Due conferenze e la presentazione di un libro organizzate dall’associazione Amici del San Giacomo aprono interessanti prospettive di approfondimento su alcuni aspetti e personaggi che riguardano l’antico complesso francescano, autentico focolare di cultura artistica e spirituale nella Savona del Rinascimento.
Sabato 19 ottobre alle ore 17 nella Sala Cappa della “Città dei Papi”, in via dei Mille 4, a Savona la professoressa Magda Tassinari terrà la conferenza “Da San Giacomo al Duomo: velluti da papa e ricami d’autore per la reliquia di san Sisto a Savona”, che riguarda la cosiddetta “veste di San Sisto”, un insieme di tessuti e ricami preziosi che rivestivano le reliquie del santo pontefice.
Provenienti dalle catacombe di Priscilla a Roma e arrivate a Savona nel 1612, le reliquie furono collocate nella Cappella Pavese in San Giacomo. Al momento della soppressione napoleonica della chiesa e del convento le spoglie di san Sisto furono trasportate nel duomo, dove sono vestite con alcuni frammenti di antichi paramenti già presenti nella sacrestia.
In modo particolare è stato del tutto eccezionale il rinvenimento di una figura a ricamo di san Giacomo, ritagliata e realizzata agli inizi del Cinquecento seguendo un cartone eseguito, con ogni probabilità, dal celeberrimo pittore fiorentino Filippino Lippi: il pezzo è attualmente esposto al Castello del Buonconsiglio di Trento alla grande mostra sul ricamo italiano tra Gotico e Rinascimento, in cui è stata una delle rivelazioni più ammirate.

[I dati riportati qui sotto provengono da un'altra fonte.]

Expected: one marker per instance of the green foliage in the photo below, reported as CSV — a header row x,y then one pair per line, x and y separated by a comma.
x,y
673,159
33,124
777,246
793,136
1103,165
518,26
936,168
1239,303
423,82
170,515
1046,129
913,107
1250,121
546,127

Sabato 26 ottobre alle ore 17 nella Sala Cappa della “Città dei Papi”, in via dei Mille 4, a Savona si terrà la conferenza di Massimiliano Caldera “Ottavio Semino e i suoi fratelli: un pittore irrequieto dal San Giacomo di Savona alla Torino sabauda e alla Milano spagnola”. L’incontro è dedicato al pittore genovese Ottavio Semino che, insieme al fratello Andrea, dominò intorno alla metà del Cinquecento la scena artistica a Savona, imponendo il proprio linguaggio, costruito sulle novità decorative romane, ad una cerchia di raffinati committenti locali.
Tra questi, accanto agli Spinola di Garessio, ai Naselli Feo e ai Pavese, ci sono i Ferrero, che sceglieranno il raffinato decorativismo di questa bottega sia per il loro palazzo – l’odierna sede della Camera di Commercio – sia per la loro cappella nel presbiterio di San Giacomo: qui Semino diede prova non solo della propria padronanza degli ornati “a grottesca” ma anche del suo aggiornamento sui modelli di Michelangelo e di Raffaello.
Accusato dell’omicidio di un collega nel 1566, Ottavio dovette lasciare Savona e si rifugiò a Milano, dove fu accolto con tutti gli onori ed entrò nel circolo artistico del Lomazzo, ricevendo incarichi di assoluto prestigio come le decorazioni del salone di Palazzo Marino o del refettorio della Certosa di Pavia. Andrea Semino continuò invece i lavori lasciati interrotti a Savona dal fratello, che, ammirato da Carlo Emanuele I di Savoia durante un viaggio, inviterà il pittore ligure a Torino per eseguire un ciclo di dipinti perduti per il Castello.
Mercoledì 30 ottobre alle ore 17 nella Sala Rossa del Municipio la professoressa Paola Dubini commenterà il suo libro “Con la cultura non si mangia – Falso”.